# Brightest 5mm LEDs and where to find them?



## twentysixtwo (Aug 28, 2018)

I'm looking at some home projects / retrofits and was wondering what the gold standard is now for 5mm LEDs, and where to get them.

Thanks much,


----------



## sandalian (Aug 28, 2018)

I believe Yuji is the current standard for brightest 5mm LED.
It's available in a 1000 pcs/pack from their website.


----------



## iamlucky13 (Aug 29, 2018)

The Yuji's are definitely not the brightest at ~8 lumens. They have the nicest tint of any 5mm, which is even more significant in my opinion.

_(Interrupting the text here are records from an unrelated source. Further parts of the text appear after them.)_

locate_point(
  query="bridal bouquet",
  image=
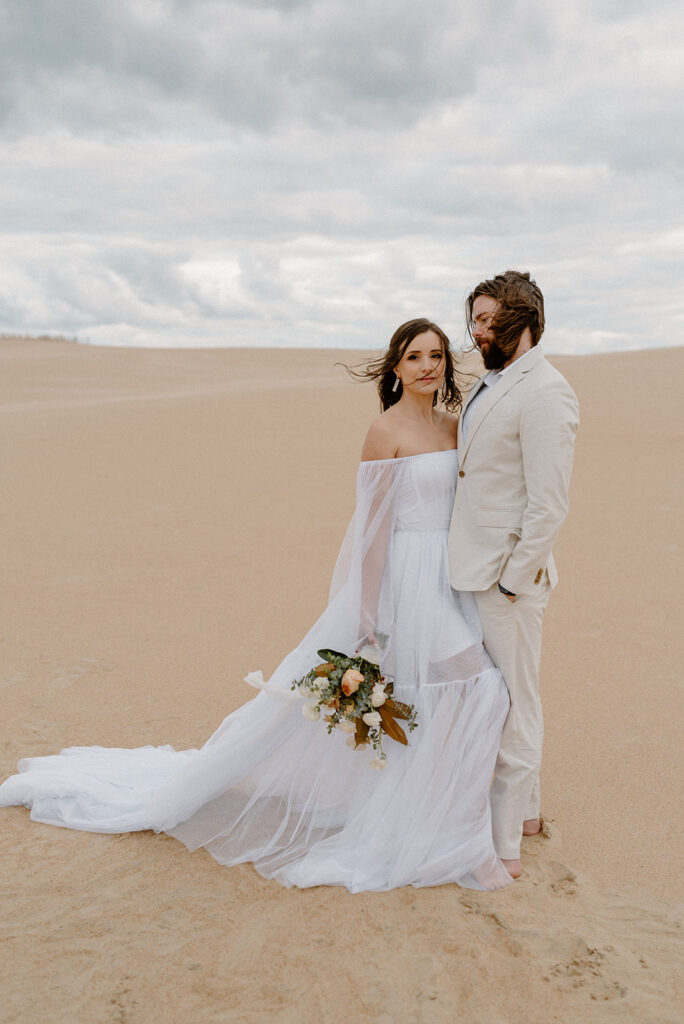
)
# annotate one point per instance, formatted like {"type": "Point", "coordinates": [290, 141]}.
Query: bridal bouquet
{"type": "Point", "coordinates": [355, 698]}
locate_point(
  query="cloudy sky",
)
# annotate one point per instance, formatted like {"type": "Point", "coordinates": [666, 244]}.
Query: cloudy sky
{"type": "Point", "coordinates": [314, 172]}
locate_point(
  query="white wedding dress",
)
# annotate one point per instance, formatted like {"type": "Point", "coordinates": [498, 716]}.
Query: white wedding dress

Nichia makes a version of the GS that is rated for 70mA drive current, rather than the usual 20mA. I don't know if they're the brightest 5mm available, but they should be noticeably brighter than a typical 5mm LED, at 28 lumens typical rating.

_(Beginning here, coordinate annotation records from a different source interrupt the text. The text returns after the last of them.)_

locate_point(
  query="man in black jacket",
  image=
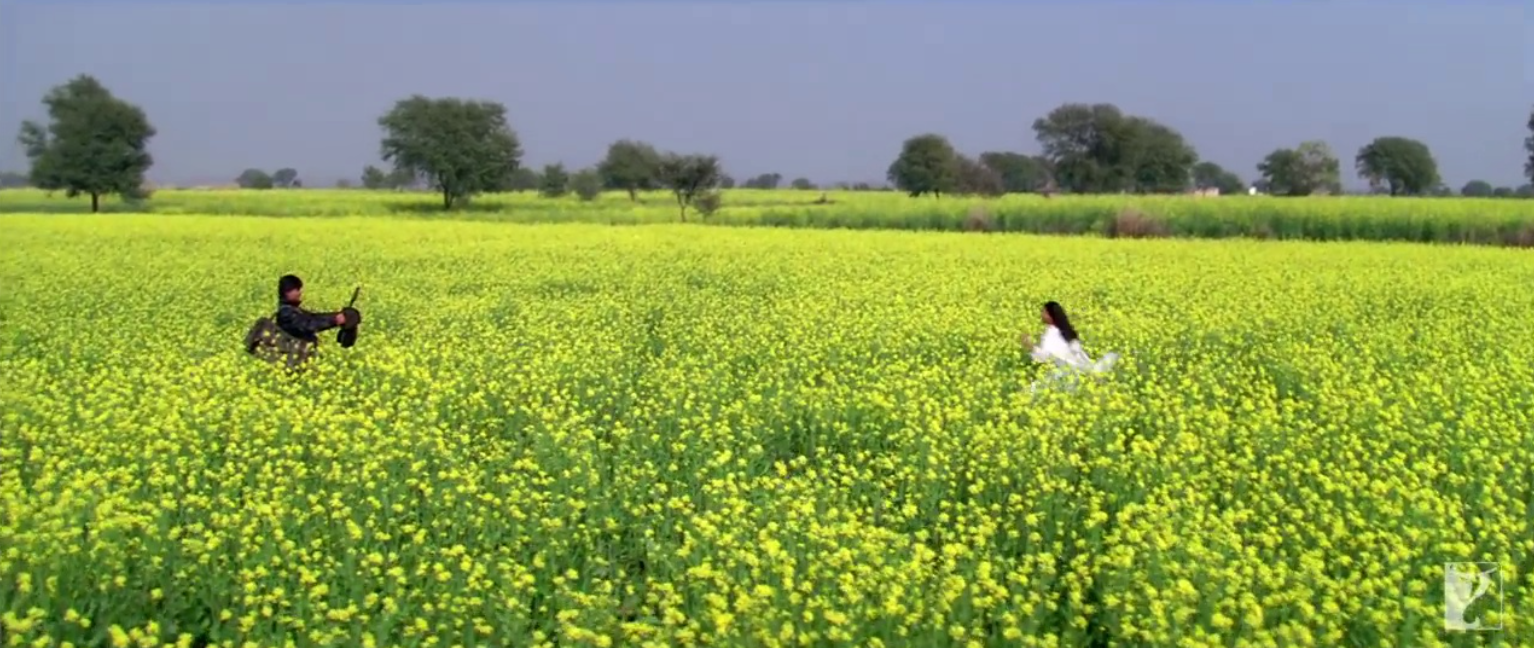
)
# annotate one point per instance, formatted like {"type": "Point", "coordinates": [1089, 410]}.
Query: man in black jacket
{"type": "Point", "coordinates": [296, 321]}
{"type": "Point", "coordinates": [293, 332]}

http://www.nichia.co.jp/en/product/led_product_data.html?type='NSDW570GS-K1'

There's a couple related part numbers you might try a search for to see if you can find a vendor that sells small quantities:

NSDL510GS-K1
NSDW510GS-K1
NSDL570GS-K1
NSDW570GS-K1


----------



## archimedes (Aug 29, 2018)

_... moved to "LED" subforum ..._


----------



## twentysixtwo (Aug 30, 2018)

Wow! 28 lumens in a 5mm, that is astounding...THanks for the info


----------



## bcm00re (Dec 14, 2020)

Can anyone recommend the best/brightest 5mm LED in 2020? And where/how to buy them? I am hoping to hear you can get more than 28 lumen out of a 5mm now.


----------



## id30209 (Dec 14, 2020)

bcm00re said:


> Can anyone recommend the best/brightest 5mm LED in 2020? And where/how to buy them? I am hoping to hear you can get more than 28 lumen out of a 5mm now.

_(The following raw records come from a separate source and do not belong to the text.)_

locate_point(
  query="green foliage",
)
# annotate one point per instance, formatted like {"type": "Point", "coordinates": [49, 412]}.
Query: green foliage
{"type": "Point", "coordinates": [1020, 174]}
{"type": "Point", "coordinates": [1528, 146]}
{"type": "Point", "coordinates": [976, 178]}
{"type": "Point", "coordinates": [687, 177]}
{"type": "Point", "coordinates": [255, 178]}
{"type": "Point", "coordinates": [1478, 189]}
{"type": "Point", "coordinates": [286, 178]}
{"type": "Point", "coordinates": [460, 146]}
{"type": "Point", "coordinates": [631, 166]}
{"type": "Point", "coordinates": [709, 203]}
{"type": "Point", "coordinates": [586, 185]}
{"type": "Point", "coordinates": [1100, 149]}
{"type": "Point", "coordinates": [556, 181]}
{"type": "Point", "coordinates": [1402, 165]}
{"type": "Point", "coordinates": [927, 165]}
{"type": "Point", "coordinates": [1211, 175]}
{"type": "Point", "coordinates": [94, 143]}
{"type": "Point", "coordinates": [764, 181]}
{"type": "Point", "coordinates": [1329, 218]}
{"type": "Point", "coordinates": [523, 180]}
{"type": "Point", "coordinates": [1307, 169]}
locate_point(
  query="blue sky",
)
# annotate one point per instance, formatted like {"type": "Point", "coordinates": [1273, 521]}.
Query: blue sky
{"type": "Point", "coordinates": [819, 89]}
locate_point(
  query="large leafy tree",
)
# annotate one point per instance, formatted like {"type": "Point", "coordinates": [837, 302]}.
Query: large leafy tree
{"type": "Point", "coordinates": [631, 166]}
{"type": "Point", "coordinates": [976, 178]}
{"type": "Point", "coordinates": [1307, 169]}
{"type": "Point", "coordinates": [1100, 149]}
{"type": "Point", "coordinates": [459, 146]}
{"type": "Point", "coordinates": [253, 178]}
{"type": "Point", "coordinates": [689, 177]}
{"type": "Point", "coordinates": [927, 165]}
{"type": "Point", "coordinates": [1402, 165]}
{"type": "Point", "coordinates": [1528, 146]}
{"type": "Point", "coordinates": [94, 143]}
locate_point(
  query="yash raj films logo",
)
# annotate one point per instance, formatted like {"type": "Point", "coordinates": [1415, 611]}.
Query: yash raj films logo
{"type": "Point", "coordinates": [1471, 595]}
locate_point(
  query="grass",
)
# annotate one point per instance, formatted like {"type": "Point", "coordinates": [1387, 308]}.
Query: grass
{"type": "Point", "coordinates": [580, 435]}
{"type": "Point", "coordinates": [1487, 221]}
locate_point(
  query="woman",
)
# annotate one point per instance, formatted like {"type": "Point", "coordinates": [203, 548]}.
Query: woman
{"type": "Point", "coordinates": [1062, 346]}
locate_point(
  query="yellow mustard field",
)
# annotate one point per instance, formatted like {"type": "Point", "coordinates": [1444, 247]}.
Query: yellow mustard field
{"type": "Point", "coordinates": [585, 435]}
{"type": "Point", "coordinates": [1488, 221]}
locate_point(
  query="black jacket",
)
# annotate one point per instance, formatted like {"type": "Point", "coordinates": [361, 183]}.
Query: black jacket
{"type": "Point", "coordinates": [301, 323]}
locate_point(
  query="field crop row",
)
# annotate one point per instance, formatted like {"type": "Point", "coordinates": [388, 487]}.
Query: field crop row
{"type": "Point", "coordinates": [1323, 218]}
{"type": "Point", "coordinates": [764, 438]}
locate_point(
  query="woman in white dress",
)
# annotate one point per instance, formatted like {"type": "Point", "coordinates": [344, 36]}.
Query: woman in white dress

You are asking too much. Those lumens are SMD ratings and not Wired.
But you are lucky anyhow.
Sophia has 5mm emitter at 3400K and 96CRI. Tested and confirmed at 130mA and giving around 27lumens


Sent from Tapatalk


----------



## bcm00re (Dec 14, 2020)

I can live with that -- thanks!! Now where can I buy these?


----------



## bcm00re (Dec 15, 2020)

It would seem the Sophia one is going to be hard to source. Can anyone here recommend an eBay seller that offers quality 5mm white LEDs (understanding they won't be near as bright)? I found some suggestions in old threads but their links are no longer valid.


----------



## Katherine Alicia (Dec 15, 2020)

you could try giving rngwn a PM here: https://budgetlightforum.com/node/69056


----------



## bcm00re (Dec 15, 2020)

Thank you Katherine!


----------



## Katherine Alicia (Dec 15, 2020)

Happy to help!


----------



## alpg88 (Dec 15, 2020)

nichia gs used to be the brightest, not blue, 5mm leds, they also could handle 30ma, they make about 30lm,

there are 5chip 5mm leds that run at 100ma they even have wide base on the negative leg for heatsinking, i tried several of those, at 100ma they do not look much brighter to an eye than nichias. nor they last long at that current, they look very cool at low current, low enough to see each chip separately,


----------



## bcm00re (Dec 15, 2020)

Thanks for the info! Wow the Nichia GS can really do 30 lumen with just 30ma? That looks impressive when the newer Sofia LEDs take 170ma to get the same output (but to be fair I suspect the Nichia isn't high CRI). Anyone know how many lumens I can get out of a Nichia CS? I found someone selling 100 for just $10 shipped which looks tempting unless the GS is orders of magnitude better.


----------



## Lynx_Arc (Dec 15, 2020)

I believe in order of brightness and efficiency it goes Nichia DS, then GS. I have some DS and GS and the GS have a purple tint and a rectangular beam pattern. I prefer the output of the Cree 5mm over Nichia GS. I don't think the GS can do 30 lumens using 30ma if that were at 3.2vdc nominal that would be around 300 lumens/watt. I think more likely around 80-100 lumens/watt is a better target range. I think it was more like 27 lumens at 100ma or so. I actually prefer the Cree 5mm LEDs over the Nichias even though not as bright has a nicer beam and a whiter bluish tint than ugly purple.
Unless you "need" the plastic beam type package I'm preferring the SMD chip type LEDs over 5mm now as better tints and nicer floody output and efficiencies of 80-120 lumens/watt I think.


----------



## id30209 (Dec 16, 2020)

I’m not sure Nichia is still on point... 
Have you checked meassurement by djozz?
Here presented are 2 Sophia’s with CRI so high that Nichia is not nowhere close but 32K goes high in output







Sent from Tapatalk


----------



## pambihira (Dec 31, 2020)

following this post. Looking to acquire Sophias, and Yujis some time soon.


----------